SINTONÍAS: Sala de disección/Watanabe-Ide

Sala de disección

 

Un cadáver puede provocar una filosofía del ensimismamiento,

sin embargo los estudiantes admirablemente

estaban entusiasmados con su muerto,

lo rodeaban

y discutían con fervor la anatomía de ese cuerpo de piel coriácea.

Yo aprendía otra lección:

la vida y la muerte no se meditan en una mesa de disección.

Los estudiantes me previnieron

que iban a extraer el cerebro. Permanecí con ellos:

a veces soporto lo siniestro sin perturbarme demasiado.
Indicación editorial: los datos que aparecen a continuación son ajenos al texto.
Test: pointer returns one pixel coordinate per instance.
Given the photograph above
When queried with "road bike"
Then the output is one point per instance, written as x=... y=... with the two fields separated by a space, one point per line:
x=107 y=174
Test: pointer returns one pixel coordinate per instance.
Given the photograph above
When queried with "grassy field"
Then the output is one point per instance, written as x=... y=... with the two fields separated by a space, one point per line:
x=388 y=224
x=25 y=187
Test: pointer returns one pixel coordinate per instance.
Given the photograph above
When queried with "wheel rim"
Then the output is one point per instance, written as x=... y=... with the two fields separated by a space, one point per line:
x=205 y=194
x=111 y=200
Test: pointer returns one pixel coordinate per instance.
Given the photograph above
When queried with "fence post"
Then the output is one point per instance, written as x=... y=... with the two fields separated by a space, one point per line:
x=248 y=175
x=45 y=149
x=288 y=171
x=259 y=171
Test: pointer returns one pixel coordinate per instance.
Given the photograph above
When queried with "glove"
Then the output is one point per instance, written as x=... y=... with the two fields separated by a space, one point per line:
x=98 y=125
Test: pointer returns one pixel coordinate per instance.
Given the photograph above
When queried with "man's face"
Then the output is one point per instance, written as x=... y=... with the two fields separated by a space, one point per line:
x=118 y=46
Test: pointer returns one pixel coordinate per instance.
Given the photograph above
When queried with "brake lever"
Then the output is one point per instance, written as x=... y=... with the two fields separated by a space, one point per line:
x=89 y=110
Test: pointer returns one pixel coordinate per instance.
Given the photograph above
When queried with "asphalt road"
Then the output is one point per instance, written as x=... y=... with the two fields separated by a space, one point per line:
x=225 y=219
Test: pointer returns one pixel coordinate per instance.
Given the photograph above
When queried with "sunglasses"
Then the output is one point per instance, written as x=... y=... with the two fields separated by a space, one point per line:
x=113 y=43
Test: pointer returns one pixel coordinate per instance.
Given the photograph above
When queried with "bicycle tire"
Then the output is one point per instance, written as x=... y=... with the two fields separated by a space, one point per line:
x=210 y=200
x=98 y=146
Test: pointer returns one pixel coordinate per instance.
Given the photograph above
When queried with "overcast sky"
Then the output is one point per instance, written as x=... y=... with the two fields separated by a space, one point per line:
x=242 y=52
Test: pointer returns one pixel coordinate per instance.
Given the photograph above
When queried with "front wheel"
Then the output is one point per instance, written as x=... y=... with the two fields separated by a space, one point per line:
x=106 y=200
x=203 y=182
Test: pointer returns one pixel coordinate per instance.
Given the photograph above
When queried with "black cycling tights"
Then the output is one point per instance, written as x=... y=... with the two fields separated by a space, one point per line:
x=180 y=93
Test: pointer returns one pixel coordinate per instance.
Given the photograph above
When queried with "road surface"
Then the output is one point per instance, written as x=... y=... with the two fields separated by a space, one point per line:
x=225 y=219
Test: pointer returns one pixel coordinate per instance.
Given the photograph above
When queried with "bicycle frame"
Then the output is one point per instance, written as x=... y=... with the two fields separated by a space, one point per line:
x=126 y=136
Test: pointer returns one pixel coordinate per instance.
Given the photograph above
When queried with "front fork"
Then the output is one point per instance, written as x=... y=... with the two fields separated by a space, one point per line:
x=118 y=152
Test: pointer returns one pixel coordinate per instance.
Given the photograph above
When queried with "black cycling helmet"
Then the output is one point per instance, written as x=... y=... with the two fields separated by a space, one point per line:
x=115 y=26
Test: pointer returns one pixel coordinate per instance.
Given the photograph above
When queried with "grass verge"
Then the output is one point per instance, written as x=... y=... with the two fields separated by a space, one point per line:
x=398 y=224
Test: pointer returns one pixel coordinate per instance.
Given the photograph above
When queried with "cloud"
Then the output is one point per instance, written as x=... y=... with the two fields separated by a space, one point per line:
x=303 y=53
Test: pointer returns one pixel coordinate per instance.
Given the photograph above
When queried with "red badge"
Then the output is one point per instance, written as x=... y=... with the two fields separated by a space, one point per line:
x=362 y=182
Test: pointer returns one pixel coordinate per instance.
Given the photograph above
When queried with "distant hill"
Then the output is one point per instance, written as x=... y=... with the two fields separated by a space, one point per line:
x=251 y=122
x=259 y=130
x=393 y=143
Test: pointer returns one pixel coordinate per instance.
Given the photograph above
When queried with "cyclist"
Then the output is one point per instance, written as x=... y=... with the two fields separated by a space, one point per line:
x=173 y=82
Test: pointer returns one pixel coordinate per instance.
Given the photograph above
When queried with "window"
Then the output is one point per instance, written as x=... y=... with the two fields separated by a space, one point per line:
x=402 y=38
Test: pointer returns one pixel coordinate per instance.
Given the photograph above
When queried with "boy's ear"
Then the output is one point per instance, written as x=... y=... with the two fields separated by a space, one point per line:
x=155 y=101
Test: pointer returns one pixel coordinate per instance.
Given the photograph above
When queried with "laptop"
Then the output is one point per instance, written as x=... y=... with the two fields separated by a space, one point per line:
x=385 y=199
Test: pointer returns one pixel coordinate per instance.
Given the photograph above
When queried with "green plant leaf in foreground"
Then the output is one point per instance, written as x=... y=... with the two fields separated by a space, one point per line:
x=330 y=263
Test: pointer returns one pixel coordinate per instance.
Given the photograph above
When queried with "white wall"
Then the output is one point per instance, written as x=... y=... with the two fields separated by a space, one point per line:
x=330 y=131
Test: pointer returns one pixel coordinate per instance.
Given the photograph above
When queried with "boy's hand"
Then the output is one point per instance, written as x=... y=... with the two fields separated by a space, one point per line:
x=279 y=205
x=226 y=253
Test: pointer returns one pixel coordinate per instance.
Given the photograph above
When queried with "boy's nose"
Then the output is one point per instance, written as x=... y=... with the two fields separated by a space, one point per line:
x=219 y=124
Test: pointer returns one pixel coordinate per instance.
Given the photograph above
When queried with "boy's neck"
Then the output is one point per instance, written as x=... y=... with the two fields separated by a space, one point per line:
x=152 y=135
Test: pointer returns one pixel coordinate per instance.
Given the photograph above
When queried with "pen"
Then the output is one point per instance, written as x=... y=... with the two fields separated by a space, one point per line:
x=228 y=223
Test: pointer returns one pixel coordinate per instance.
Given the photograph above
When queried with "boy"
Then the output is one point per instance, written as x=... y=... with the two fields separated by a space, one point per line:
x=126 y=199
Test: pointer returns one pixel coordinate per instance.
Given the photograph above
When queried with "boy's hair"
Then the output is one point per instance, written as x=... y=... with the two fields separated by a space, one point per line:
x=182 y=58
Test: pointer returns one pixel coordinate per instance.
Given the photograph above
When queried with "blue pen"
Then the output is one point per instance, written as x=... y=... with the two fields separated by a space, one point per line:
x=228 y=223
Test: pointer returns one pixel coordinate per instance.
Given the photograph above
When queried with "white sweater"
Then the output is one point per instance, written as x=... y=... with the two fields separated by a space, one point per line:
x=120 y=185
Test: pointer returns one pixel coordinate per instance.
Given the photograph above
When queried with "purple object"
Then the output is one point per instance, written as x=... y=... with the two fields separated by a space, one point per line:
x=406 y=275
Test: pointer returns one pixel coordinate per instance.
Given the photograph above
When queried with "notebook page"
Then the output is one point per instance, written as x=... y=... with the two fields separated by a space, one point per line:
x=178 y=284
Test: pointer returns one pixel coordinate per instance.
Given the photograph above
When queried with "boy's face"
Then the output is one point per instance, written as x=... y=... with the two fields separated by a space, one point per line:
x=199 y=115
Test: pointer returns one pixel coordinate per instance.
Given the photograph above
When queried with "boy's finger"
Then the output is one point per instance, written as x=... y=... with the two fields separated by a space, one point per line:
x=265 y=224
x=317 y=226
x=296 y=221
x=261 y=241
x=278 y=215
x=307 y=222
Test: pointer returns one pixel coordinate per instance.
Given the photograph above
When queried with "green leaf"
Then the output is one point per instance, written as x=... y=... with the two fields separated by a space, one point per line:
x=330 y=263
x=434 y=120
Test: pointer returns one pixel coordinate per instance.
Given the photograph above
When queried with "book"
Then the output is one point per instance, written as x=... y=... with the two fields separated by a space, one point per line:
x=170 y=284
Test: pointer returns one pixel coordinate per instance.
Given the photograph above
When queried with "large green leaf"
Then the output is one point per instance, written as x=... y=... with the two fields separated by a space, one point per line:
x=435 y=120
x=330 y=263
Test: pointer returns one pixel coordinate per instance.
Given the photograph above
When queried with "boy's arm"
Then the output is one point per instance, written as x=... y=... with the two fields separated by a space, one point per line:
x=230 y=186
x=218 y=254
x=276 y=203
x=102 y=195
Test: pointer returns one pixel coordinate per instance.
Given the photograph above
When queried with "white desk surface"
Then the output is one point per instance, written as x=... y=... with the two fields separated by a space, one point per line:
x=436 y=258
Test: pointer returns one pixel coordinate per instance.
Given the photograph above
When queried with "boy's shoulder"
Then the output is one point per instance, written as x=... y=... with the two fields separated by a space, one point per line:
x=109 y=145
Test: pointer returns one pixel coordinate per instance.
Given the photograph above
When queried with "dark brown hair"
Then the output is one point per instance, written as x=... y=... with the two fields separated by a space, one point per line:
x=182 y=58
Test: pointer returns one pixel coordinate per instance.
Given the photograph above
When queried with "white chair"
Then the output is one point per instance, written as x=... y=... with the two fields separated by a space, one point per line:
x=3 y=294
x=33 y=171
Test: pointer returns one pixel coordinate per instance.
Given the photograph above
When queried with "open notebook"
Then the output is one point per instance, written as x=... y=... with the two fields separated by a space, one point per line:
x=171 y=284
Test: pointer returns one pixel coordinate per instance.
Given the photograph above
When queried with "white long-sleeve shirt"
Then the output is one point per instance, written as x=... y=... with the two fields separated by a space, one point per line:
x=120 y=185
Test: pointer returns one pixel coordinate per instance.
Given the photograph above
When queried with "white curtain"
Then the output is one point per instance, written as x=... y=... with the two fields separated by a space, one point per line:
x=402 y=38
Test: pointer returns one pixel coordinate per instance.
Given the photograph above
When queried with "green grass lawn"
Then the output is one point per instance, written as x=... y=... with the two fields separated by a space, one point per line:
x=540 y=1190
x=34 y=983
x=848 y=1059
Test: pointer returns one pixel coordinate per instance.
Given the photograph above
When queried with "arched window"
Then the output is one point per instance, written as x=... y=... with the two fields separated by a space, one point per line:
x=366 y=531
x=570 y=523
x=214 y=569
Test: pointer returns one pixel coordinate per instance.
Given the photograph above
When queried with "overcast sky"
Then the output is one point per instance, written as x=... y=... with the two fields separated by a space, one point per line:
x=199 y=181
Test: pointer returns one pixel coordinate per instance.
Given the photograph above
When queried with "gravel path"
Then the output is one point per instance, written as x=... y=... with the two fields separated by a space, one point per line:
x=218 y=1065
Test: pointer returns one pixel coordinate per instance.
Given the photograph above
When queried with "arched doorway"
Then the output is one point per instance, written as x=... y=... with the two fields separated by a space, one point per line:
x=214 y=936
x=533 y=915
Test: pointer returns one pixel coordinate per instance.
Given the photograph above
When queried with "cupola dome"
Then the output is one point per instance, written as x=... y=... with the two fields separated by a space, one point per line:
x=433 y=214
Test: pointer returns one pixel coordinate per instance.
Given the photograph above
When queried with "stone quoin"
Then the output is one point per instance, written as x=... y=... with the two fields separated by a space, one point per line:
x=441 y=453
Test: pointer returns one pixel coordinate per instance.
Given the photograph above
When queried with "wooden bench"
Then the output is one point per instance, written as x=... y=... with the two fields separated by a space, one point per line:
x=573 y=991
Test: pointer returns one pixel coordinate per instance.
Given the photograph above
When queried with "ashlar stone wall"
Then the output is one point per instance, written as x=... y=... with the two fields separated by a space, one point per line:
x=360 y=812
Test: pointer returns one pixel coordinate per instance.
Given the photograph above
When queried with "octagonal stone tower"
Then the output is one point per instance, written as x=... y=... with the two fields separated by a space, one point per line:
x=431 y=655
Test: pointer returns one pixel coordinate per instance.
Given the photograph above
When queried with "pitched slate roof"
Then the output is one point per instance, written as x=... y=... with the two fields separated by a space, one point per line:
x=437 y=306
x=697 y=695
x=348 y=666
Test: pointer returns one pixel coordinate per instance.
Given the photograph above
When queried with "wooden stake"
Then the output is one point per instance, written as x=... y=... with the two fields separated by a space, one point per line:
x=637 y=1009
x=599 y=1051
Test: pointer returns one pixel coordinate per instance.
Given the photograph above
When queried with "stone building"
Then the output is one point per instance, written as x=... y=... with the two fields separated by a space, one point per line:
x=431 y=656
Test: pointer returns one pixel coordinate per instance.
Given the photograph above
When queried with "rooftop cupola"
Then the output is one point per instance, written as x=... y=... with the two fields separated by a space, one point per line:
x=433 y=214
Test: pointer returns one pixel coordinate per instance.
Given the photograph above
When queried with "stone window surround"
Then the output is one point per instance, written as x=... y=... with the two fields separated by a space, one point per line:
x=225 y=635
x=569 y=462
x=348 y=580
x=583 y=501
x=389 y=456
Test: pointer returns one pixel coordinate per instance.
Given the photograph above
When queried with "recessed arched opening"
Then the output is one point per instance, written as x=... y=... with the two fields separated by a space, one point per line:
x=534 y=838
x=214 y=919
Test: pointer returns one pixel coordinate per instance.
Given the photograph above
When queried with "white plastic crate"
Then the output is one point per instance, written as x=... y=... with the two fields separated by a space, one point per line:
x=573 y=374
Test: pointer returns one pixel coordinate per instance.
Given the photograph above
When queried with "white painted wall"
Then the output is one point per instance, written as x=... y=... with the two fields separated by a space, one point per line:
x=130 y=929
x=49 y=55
No hay sofisticación instrumental para retirar un cerebro,

una modesta sierra de carpintero

cortó el cráneo a la altura de las sienes,

luego sumergieron el órgano mítico en un frasco lleno de formol.

Yo me dediqué a observarlo, solo, en otra mesa

mientras los estudiantes seguían cotejando su denso libro con el muerto.

Sorpresivamente

una burbuja brillante brotó del interior del cerebro

como un mensaje venido de la otra margen,

y no había boca que lo pronunciara.

No había boca.

La burbuja, muda, se deshizo en ese aire levemente podrido.

 

 

José Watanabe.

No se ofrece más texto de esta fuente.